As far as the leopard census in Corbett is concerned, 124 experts from across the globe have been invited to carry out the exercise in the entire region from May 28 to June 3.
According to officials, many tourists have expressed an interest to be a part of the census, and permission has been granted to them.
"We have started the leopard census here. During the first two days, the concentration is on finding the pugmarks. We are also tracking and monitoring the movements of the leopards and their habitat," said D.S. Rawat, the warden of the Corbett National Park.
Rawat further told reporters that the process begins with the counting of pug marks which, are then passed through a process of scanning to differentiate the male leopard from the female one.
Officials said that after the completion of the census, the results would be examined and made available to the concerned authorities and the general public by the end of the June. A census of deer and bears is also being conducted in the reserve.
According to the 2005 census, there were only 98 leopards in the reserve. The national park has also been given the status of a tiger reserve.
Tigers (Panthera tigris) and Leopards (Panthera pardus) are listed on Appendix I of the UN Convention on International Trade in Endangered Species (CITES) thereby prohibiting all international trade.

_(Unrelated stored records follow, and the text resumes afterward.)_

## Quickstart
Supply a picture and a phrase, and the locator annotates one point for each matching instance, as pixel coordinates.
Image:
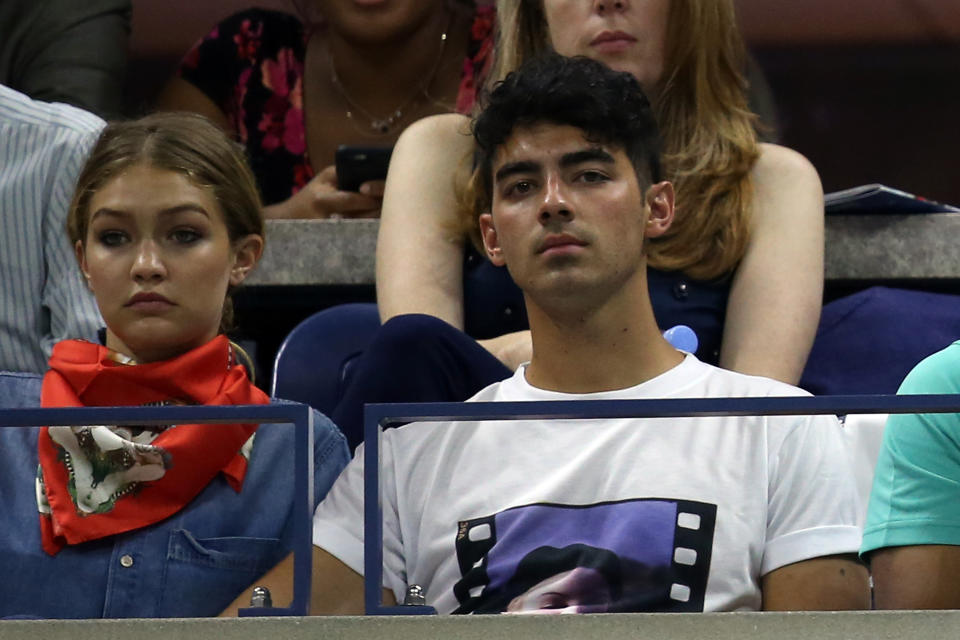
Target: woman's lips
(149, 302)
(612, 42)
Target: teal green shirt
(916, 486)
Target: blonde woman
(172, 521)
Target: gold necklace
(384, 126)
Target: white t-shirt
(678, 514)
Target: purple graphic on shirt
(633, 555)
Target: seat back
(315, 359)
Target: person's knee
(410, 336)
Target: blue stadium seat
(314, 361)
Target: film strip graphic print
(650, 554)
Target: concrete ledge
(882, 247)
(858, 247)
(872, 625)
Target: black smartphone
(356, 165)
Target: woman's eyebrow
(180, 208)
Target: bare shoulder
(785, 184)
(782, 163)
(778, 166)
(439, 131)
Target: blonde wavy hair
(709, 133)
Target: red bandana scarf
(98, 481)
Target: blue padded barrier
(380, 416)
(300, 415)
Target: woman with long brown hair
(742, 264)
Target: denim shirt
(191, 564)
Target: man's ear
(491, 241)
(660, 200)
(247, 252)
(82, 261)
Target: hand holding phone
(356, 165)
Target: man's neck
(615, 346)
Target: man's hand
(830, 583)
(321, 198)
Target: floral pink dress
(251, 66)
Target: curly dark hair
(609, 106)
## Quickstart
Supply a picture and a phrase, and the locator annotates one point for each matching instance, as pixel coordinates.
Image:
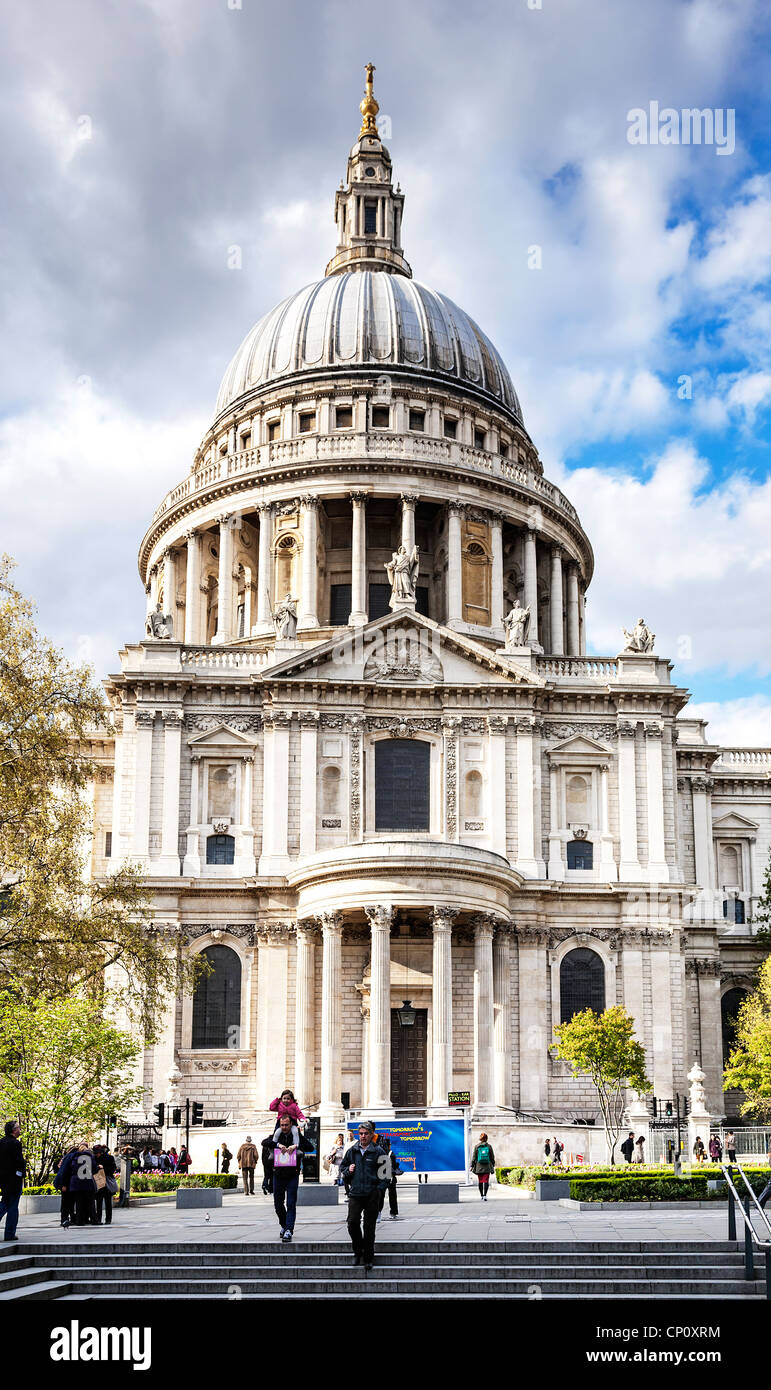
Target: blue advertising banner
(425, 1146)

Indian and Chinese laws do not allow the killing, smuggling, buying or selling of tiger or leopard parts.
According to official records of seizures gathered by the Wildlife Protection Society of India (WPSI) between September 2005 and now, there have been 27 tiger skins, 199 leopard skins and 254 otter skins seized in India and Nepal. This represents only a fraction of the total number of tigers and leopards killed by poachers during the period.